In Part 2 of this series, I show how to create document understanding models into the SharePoint Syntex Content Center, and how to add, classify, and train documents. I also demonstrate how to extract content from files stored in SharePoint document libraries where the document understanding model was applied and how to display the extracted information in columns within these document libraries.
In Part 3, I cover how to create forms processing models from SharePoint document libraries by using AI Builder, a feature of Microsoft PowerApps. Before plunging into the detail, it is important to understand how forms processing models compare and differ to document understanding models.
Understanding the differences between document understanding models and forms processing models in SharePoint Syntex
Both methods are types of content understanding. Document understanding models and forms processing models essentially have the same purpose, which is to extract content from documents and display the information in columns within SharePoint document libraries.
Document understanding models are created in the Syntex Content Center and can be applied to any document libraries within SharePoint Online.
However, a forms processing model must be created in the document library where you wish to apply content understanding. Power Automate flows are created by AI Builder when you use a forms processing model.
To use forms processing models, the Microsoft 365 organization needs licenses for AI Builder. For this demonstration, AI Builder trial licenses were used.
Create a Forms Processing Model
To create a forms processing model, we need to complete the following steps. First, create a SharePoint document library where you wish to upload the documents which will be targeted by this model. I’ll use a document library called Invoices.
In the document library, click on the ellipsis and then select Automate | Create a model to process forms as shown in Figure 1:
Next, provide a name for our new model. In this example, the model will be named Invoices and will use a newly created content type. Once these settings have been entered, click Create (Figure 2):
SharePoint Online creates the new model, a process that usually takes several minutes to complete. Once done, the new model opens in Power Apps AI Builder and we can start to add documents to the model for analysis, tagging, and training.
Adding, analyzing, and tagging documents in the forms processing model
We need to determine what information we wish to extract from documents uploaded to the document library. To do this, we must complete the following steps.

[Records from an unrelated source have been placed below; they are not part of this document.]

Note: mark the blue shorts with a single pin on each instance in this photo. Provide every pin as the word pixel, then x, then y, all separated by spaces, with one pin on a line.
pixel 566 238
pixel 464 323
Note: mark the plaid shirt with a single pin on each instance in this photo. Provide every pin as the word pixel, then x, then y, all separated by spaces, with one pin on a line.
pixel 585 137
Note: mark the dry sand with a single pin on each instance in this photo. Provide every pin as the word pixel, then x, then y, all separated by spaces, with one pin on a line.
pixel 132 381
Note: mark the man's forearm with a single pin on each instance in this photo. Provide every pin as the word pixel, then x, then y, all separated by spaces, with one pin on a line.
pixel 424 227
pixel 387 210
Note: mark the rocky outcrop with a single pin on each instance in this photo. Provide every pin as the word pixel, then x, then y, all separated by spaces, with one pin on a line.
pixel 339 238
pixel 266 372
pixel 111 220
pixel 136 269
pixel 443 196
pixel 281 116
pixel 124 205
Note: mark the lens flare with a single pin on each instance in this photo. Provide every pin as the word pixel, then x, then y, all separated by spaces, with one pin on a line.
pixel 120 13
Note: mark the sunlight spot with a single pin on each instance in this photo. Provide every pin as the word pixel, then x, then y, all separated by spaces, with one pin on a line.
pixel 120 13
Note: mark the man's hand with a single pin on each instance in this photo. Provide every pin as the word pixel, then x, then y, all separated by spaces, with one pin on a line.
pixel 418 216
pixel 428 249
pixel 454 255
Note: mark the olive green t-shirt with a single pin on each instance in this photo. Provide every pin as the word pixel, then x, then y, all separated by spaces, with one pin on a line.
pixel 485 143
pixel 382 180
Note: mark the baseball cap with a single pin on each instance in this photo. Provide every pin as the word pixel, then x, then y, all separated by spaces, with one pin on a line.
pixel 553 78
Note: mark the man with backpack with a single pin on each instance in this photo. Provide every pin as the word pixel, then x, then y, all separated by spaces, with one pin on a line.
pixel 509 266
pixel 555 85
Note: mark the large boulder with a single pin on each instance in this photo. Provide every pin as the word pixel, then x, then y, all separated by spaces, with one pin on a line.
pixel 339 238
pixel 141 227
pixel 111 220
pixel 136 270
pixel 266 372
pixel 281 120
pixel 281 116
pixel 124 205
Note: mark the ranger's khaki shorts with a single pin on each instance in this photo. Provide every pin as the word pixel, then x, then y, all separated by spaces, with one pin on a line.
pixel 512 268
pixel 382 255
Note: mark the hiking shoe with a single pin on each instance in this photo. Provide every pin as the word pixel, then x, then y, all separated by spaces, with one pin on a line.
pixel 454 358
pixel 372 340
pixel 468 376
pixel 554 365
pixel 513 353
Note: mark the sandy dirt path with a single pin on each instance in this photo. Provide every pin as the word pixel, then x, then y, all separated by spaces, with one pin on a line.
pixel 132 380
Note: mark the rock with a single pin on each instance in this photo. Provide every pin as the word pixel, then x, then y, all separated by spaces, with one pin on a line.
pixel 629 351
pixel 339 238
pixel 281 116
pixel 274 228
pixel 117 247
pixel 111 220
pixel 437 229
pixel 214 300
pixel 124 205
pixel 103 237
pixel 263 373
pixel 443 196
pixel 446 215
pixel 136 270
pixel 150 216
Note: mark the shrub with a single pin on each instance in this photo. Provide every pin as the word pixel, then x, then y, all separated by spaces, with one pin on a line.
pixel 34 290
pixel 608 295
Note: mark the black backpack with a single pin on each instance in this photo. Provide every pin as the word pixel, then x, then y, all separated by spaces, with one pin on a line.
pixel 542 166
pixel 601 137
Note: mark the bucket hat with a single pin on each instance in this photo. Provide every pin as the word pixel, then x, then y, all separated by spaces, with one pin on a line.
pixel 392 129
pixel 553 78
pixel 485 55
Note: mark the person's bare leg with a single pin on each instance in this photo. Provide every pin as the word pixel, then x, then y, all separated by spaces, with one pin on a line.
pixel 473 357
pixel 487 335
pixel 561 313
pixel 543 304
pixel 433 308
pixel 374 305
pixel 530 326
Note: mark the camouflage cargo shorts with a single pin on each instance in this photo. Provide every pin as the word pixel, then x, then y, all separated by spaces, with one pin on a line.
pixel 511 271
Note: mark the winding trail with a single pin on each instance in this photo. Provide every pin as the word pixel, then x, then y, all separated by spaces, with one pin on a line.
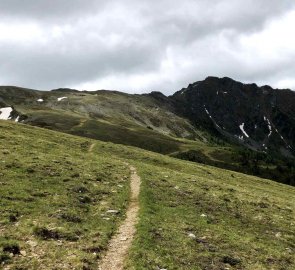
pixel 91 147
pixel 121 242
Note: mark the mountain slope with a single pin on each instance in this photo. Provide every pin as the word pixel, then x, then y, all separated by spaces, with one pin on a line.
pixel 260 118
pixel 55 197
pixel 214 121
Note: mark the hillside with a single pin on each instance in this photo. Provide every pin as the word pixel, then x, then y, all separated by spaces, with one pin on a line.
pixel 63 197
pixel 218 121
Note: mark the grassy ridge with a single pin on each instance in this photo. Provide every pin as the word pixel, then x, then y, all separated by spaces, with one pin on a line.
pixel 55 195
pixel 54 199
pixel 201 217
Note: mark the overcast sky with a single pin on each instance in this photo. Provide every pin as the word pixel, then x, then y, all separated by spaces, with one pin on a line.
pixel 142 45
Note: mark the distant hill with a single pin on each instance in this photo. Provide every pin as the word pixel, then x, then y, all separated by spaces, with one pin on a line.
pixel 217 121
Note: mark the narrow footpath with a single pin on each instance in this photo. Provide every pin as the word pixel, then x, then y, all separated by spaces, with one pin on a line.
pixel 122 240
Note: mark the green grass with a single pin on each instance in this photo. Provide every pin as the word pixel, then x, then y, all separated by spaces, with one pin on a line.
pixel 54 199
pixel 239 221
pixel 55 194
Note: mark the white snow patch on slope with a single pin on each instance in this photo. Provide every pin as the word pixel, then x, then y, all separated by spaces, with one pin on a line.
pixel 269 126
pixel 5 113
pixel 242 129
pixel 61 98
pixel 211 117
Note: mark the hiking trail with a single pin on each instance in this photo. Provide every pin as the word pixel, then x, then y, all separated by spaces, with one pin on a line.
pixel 120 243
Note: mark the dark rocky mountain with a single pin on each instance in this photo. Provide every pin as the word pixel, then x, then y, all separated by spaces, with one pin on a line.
pixel 261 118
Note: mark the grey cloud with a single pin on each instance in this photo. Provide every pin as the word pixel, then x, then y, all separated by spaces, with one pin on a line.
pixel 130 38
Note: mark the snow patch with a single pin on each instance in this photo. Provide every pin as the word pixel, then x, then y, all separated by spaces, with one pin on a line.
pixel 5 113
pixel 61 98
pixel 211 117
pixel 269 126
pixel 243 130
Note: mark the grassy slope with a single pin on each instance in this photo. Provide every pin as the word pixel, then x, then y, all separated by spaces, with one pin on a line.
pixel 247 222
pixel 54 198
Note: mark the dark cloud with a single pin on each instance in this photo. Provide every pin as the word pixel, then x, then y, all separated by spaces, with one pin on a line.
pixel 144 45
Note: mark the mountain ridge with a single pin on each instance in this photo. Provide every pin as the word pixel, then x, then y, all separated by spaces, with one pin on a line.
pixel 213 121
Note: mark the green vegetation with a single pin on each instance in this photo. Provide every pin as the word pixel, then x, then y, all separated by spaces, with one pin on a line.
pixel 55 197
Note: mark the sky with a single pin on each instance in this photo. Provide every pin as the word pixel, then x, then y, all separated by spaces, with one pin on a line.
pixel 145 45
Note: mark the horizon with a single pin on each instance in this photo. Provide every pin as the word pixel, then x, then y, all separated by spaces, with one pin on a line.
pixel 146 91
pixel 135 46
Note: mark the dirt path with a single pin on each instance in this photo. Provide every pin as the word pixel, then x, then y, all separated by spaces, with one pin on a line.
pixel 91 147
pixel 121 242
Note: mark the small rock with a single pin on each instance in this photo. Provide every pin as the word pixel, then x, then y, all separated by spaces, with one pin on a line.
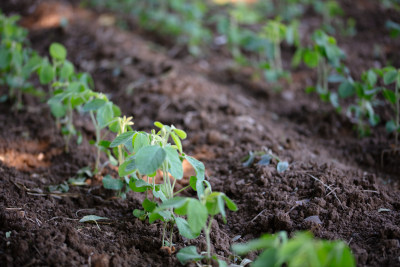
pixel 314 219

With the model open in Power Apps AI Builder, we choose the information to extract from the invoices that will be upload to this document library. This is done by entering field names as shown in Figure 3, where we have added fields for Date, Invoice No, Description, Quantity, and Total. Click Next:
We now add some sample documents to our model. We need to add a group of documents that share the same layout to a collection by clicking on ‘New collection’ shown in Figure 4:
We need to add five or more documents with the same layout. Five is the minimum number of documents you may add. However, adding up to twenty examples could yield better results. Select Add documents. This is shown in Figure 5:
You can upload sample documents from local storage, SharePoint, or Azure Blob Storage. If you choose Azure Blob Storage, you will note that this is a Premium PowerApps Connector feature. For my test, I uploaded sample invoice PDFs from local storage (Figure 6):
Highlight the new document collection and select Analyze (Figure 7):
The next step is to highlight the required content from each of the five sample files and match it to the fields we set up earlier in the process. Figure 8 shows the Date entry within one of the sample files being matched to the Date field:
When you complete this process for all the sample documents, click Next. You can now review the details you have set for your model, then select Train to begin the process of training the model based on the sample data (Figure 9):
You will now see a message which says Training Complete. Select the Go to Details option to take you to the model page. Now we need to click on Publish, and once the publishing process completes, click on Use Model (Figure 10).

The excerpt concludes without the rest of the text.